Es ist in unserer Familie Tradition, das Vaterunser mit dem Lutherlied zu ergänzen. Eingeführt haben dies meine Eltern und meine Großmutter zu Zeiten des Zweiten Weltkriegs, als es Bomben auch auf Nürnberg regnete. Wir haben das auch in Friedenszeiten so belassen. So bin ich aufgewachsen. Als Kind dachte ich, dieser Zusatz sei Bestandteil des Vaterunsers. Ich wunderte mich immer, warum im Gottesdienst nur ein verkürztes Vaterunser gebetet wurde.
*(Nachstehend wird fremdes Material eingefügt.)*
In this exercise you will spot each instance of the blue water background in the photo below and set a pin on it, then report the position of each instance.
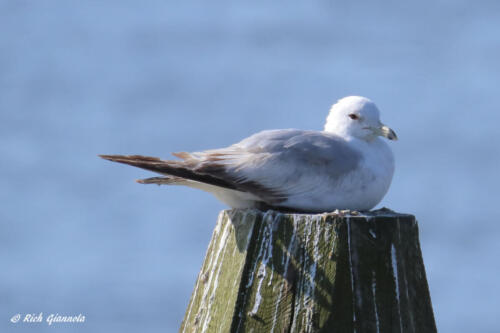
(79, 78)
Später habe ich die Gründe gekannt und wir haben die Tradition fortgesetzt, ohne viel darüber zu reden. Auch Gebete können zu Zeremonien werden, die man nicht mehr hinterfragt.
Irgendwann habe ich mich mit dem Text beschäftigt.
Verleih‘ uns Frieden gnädiglich,
Herr Gott, zu unser’n Zeiten,
Es ist doch ja kein Ander‘ nicht,
Der für uns könnte streiten,
Denn du, unser Gott alleine
Martin Luther hat dieses Lied im Winter 1528/29 getextet. Damals ging es auf der Welt recht friedlos zu: Die Türken lagen vor Wien und verbreiteten Kriegsangst und Schrecken und die Reformation stand nach ersten Erfolgen kurz vor dem Scheitern. In diese Zeit hinein verfasste Luther diesen Choral. Er besteht aus zwei Teilen: eine unüberhörbare Bitte um Frieden und zugleich die feste Zusage, dass eben diese Bitte eines Tages erhört wird.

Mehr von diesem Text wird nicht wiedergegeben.